After learning about a given model, you can change the model according to your needs. For example, you can add or remove a layer in the model, or modify an existing layer.  

**Task 1:** In the following cell, your task is to extend `model` with a ReLU activation layer at the end. That is, you should construct a new network `model2`, which has the same parameters as `model`, but also has a ReLU layer at the end. 

In [None]:
from torch import nn
from evaluation import check_relu_layer
from copy import deepcopy

model2 = deepcopy(model)

#######
# Your code here. Extend model2 by adding a ReLU layer at the end

#######

# Test whether your implementation is correct
check_relu_layer(model, model2)

### Step 4: Checking model parameters
As you may have seen in the lectures, a layer in a neural network (e.g. a Linear layer) can have learnable parameters. These learnable parameters for a model can be accessed using the `parameters()` function of a neural network module. 

For instance, we can view the number of parameters in the `lin1` layer as follows

In [None]:
# Get all the parameters
params_list = list(model.lin1.parameters())
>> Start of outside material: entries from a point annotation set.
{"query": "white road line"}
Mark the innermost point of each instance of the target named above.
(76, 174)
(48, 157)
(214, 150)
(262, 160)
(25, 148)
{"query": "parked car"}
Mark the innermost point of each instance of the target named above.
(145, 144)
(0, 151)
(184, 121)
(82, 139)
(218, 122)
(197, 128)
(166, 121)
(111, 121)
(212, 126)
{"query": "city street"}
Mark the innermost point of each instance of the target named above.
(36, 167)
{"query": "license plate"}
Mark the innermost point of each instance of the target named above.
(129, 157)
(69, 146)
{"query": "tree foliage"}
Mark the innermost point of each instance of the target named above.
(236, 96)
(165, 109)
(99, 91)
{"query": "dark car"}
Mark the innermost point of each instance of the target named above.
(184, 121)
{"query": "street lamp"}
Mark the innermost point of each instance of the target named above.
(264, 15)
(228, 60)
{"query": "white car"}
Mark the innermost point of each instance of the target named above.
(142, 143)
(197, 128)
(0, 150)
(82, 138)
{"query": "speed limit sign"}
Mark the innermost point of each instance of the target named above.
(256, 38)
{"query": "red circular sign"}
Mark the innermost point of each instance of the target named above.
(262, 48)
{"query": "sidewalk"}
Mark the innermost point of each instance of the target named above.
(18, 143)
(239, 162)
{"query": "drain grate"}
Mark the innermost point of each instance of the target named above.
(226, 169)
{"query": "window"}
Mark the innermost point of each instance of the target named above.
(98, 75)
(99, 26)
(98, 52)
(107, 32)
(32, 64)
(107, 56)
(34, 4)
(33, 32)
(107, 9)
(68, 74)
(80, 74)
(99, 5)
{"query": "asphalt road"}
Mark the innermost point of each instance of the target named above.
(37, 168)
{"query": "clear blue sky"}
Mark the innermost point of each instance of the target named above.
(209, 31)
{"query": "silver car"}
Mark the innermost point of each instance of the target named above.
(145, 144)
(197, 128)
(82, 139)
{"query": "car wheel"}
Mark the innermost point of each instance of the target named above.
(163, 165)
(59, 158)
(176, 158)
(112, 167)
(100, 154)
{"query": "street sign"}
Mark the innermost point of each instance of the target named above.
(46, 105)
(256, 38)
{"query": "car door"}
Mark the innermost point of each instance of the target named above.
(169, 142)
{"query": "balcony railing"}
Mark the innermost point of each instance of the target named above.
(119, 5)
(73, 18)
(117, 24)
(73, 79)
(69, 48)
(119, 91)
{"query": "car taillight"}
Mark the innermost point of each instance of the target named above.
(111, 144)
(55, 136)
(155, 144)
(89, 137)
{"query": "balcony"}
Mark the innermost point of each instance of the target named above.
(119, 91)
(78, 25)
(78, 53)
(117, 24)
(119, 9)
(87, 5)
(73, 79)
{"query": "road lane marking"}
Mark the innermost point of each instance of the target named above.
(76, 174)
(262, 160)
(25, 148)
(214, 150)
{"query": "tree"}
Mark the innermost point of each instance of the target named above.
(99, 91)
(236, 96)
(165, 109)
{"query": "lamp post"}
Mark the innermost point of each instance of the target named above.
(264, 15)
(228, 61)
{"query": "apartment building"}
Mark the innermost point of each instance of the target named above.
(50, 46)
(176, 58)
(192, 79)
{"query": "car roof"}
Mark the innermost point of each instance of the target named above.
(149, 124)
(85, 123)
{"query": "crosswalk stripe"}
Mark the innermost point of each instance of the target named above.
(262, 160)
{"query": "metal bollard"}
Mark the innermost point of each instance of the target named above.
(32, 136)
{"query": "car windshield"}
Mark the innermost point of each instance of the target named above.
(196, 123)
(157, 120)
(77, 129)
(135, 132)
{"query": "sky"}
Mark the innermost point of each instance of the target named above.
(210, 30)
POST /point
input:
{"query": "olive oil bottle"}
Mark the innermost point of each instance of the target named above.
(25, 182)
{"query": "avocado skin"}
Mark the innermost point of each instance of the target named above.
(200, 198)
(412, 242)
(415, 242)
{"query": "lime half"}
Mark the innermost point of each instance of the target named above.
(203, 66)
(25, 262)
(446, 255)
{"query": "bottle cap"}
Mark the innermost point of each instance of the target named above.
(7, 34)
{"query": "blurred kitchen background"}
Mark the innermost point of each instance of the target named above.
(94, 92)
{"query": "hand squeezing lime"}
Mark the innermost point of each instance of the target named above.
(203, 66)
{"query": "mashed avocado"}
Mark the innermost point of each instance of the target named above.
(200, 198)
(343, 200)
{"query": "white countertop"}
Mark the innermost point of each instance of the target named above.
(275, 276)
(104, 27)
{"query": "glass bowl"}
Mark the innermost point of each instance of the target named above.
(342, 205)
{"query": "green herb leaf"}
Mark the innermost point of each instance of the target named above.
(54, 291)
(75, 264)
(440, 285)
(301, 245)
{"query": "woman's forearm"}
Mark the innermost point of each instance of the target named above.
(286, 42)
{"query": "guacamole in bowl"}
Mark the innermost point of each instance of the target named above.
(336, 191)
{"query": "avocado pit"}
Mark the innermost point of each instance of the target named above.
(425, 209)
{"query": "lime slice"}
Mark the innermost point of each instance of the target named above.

print(f'Lin1 layer has {len(params_list)} parameter blocks')
print(f'The shape of the first paramter block is {params_list[0].shape}')
print(f'The shape of the second paramter block is {params_list[1].shape}')

**Questions:** What do these two parameter blocks correspond to? Can you figure out why the shape of the first block is `(100, 10)`, while that of second is only `(100, )`?

Additionally, you can get all the parameters in the `ToyNet` by calling the `parameters()` function on the top level module.

In [None]:
all_params = list(model.parameters())
print(f'ToyNet has {len(all_params)} parameter blocks')

You can iterate through these parameter blocks in the 'pythonic' way as follows

In [None]:
for param in model.parameters():
    print(f'Shape of parameter block is {param.shape}')

In addition to the `shape` attribute, a parameter block has many more interesting properties. In particular, one crucial attribute related to the training of the network parameters is the `requires_grad` flag, which tells `PyTorch` whether it should compute gradients for this parameter block. You may be aware that neural networks are trained using the backpropagation algorithm, in which we iteratively update each of the network parameters using the computed gradients. 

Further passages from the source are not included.